Sierra cannot speak. Although she has no words, when she looks you in the eye, you know that she has so much to say. Recently, she has been getting frustrated with not being able to communicate or, even more so, with our lack of ability to understand what she wants to say. I simply cannot imagine not being able to communicate my wants and my needs. Yet, despite her inability to speak, I am in awe of the ways that she has learned to communicate. She will grab the TV remote if she wants to watch a show, stand at the dining room table if she wants to eat, go to the front door if she wants to go for a walk or car ride, and my favorite, take your hand in hers to lead you to what she wants. Although these are wonderful strides, they simply are not enough. We have spent days comforting our daughter as she screamed in pain. We have watched countless doctors helplessly search for the causes of this pain, but to no avail because they have no idea where to search.

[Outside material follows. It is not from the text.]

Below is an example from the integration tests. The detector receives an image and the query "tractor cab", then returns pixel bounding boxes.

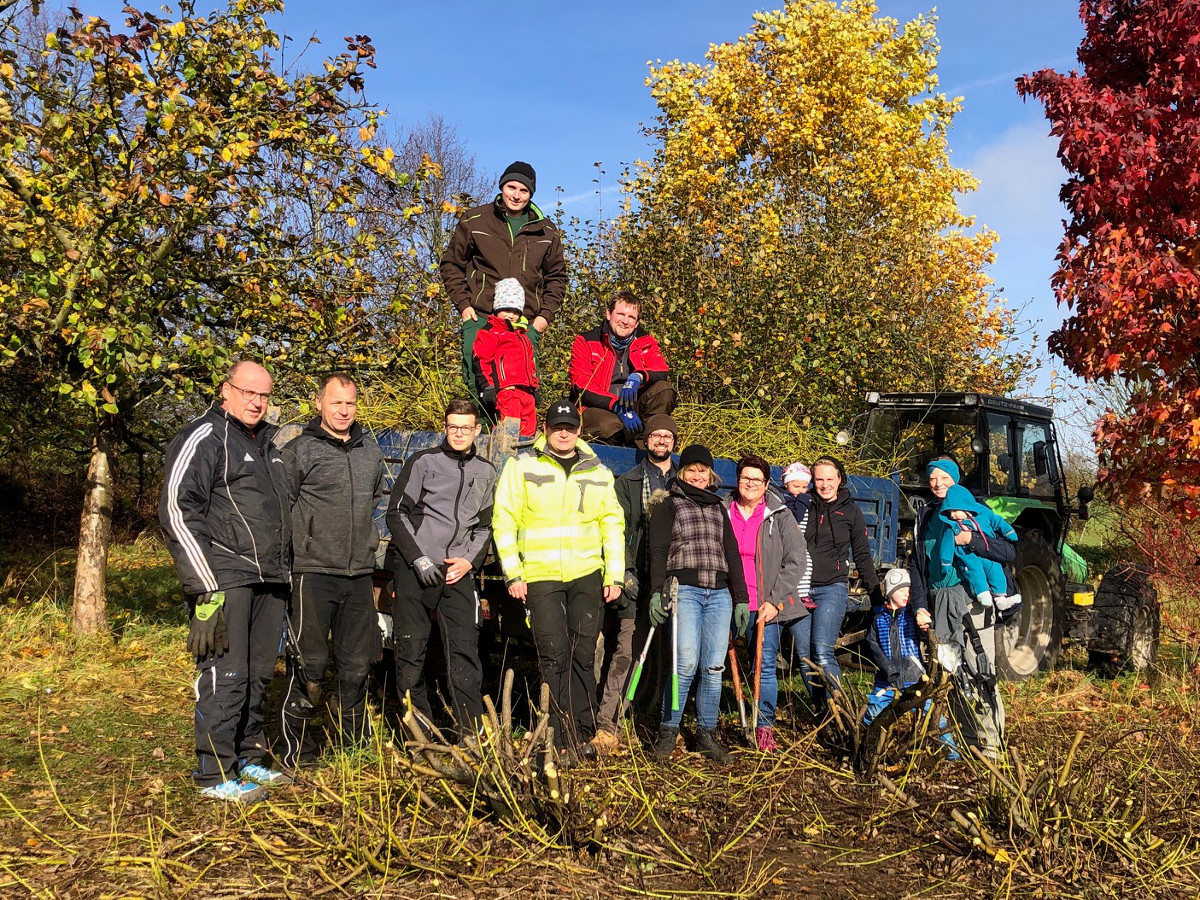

My hope for writing this story is to help people realize that Sierra is not just a diagnosis. She is a wonderful child that if you took a step back from her “differences” and tried to know her, you would simply find a precious little girl who loves to laugh, whose smile can melt your heart and who is so easy to love. My eternal hope for Sierra is that through science and technology, she will one day be able to tell her wants and needs and even more so, her own story.